Since that time, the pair has continued to hold above 128.40 on a daily closing (5 pm EST) basis. Those trying to sell the intraday breaks below the level continue to get caught on the wrong side of the market.
Because the price is now just 115 pips above former channel resistance, I’m no longer interested in a break of 128.40. Even if we do get a daily close below the level, securing a favorable risk to reward ratio on a short position would be next to impossible.
Instead, I’m going to stay on the sideline until sellers manage a daily close below former channel support, which is now closer to 127.40/60. A look at the bigger picture shows how this channel was a key influence between September of 2016 and May of this year.

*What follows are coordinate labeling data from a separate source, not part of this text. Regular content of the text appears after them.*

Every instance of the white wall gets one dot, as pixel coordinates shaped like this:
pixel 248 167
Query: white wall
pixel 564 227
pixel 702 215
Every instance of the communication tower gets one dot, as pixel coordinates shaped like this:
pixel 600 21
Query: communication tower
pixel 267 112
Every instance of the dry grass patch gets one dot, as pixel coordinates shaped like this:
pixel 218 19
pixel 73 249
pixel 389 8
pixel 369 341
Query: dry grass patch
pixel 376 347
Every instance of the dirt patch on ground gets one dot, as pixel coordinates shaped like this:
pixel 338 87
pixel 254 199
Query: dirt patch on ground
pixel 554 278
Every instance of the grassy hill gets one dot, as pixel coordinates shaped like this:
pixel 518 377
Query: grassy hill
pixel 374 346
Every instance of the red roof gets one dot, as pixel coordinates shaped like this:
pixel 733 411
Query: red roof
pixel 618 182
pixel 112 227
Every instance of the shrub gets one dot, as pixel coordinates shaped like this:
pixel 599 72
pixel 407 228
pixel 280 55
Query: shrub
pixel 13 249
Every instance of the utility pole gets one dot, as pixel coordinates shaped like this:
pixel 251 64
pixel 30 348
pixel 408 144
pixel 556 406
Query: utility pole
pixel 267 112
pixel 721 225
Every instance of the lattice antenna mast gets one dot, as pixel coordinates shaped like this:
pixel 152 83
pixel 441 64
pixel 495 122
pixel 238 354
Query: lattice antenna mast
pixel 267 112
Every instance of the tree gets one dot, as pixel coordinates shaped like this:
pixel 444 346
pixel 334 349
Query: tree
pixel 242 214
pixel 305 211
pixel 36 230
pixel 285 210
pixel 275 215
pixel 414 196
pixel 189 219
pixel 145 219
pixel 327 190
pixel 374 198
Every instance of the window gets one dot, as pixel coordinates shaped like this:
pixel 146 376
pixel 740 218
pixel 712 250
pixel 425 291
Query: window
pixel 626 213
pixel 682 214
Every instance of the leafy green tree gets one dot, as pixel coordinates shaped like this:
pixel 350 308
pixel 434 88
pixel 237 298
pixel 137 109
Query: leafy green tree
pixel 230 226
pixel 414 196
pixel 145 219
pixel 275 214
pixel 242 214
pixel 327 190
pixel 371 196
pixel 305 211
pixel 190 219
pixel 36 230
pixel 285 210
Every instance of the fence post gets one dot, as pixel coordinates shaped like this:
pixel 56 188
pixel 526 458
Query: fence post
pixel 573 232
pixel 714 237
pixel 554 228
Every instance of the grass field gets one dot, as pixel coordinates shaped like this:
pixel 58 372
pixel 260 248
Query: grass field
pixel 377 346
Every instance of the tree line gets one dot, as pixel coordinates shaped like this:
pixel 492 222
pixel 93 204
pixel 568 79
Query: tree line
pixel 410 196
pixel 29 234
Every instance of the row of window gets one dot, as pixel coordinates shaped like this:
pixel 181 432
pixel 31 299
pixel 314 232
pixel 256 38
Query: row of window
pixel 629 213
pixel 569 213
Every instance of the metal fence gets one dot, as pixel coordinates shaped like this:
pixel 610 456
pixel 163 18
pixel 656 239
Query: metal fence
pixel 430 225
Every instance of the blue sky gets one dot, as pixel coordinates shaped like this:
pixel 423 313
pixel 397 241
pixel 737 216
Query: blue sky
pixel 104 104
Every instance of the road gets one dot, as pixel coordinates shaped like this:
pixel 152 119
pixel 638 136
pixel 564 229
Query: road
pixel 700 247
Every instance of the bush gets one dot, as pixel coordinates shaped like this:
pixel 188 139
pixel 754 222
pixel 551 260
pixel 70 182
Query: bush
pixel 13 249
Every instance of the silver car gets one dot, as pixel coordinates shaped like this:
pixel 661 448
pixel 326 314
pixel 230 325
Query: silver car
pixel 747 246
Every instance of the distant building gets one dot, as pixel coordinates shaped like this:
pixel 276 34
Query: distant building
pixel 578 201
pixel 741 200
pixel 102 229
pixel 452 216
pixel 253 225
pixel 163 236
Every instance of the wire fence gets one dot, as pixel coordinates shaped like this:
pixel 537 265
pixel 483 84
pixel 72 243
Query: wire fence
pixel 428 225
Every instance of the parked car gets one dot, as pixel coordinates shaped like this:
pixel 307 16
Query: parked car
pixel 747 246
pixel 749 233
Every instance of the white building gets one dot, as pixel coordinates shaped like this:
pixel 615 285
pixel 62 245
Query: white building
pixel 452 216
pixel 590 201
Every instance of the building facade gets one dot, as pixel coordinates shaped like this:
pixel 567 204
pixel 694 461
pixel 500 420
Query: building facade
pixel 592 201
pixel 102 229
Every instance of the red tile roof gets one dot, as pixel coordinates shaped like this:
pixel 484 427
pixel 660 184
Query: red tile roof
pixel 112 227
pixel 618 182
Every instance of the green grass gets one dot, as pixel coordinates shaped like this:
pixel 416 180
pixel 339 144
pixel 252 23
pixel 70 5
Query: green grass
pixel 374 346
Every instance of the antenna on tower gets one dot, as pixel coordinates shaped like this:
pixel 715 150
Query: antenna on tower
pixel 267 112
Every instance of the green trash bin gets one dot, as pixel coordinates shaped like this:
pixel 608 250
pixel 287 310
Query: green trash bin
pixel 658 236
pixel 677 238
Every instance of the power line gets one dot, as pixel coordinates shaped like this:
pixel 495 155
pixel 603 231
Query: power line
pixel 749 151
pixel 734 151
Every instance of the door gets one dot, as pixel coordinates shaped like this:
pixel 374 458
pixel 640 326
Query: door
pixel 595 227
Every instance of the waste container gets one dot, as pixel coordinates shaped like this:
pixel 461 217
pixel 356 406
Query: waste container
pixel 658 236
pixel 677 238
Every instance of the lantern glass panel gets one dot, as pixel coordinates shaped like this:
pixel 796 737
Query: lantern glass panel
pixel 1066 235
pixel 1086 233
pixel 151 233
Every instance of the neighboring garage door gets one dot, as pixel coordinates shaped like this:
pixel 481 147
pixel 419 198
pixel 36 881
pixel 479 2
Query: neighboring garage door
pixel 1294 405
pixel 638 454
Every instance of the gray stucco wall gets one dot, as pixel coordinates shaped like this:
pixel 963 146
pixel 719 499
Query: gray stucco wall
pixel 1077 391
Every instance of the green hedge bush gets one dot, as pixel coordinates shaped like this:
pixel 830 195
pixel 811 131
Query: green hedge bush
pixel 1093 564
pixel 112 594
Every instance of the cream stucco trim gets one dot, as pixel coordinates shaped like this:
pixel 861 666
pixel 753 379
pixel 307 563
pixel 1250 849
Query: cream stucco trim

Knowing that this former resistance level played a significant role earlier this year, a close back below it would be a sign that buyers are exhausted. It could also set up a favorable opportunity to get short.
At the same time, bullish price action on a retest of the 127.40/60 area would indicate that buyers intend to respect former resistance as new support. My one reservation with the idea of going long is the fact that other yen pairs have shown considerable strength in recent weeks.
I’m going to hold off on doing anything until I see how market participants react at 127.40/60. A daily close below the area would expose the May highs at 125.80. If the pair doesn’t retest 127.40/60, I will stand aside and look elsewhere for a more favorable opportunity.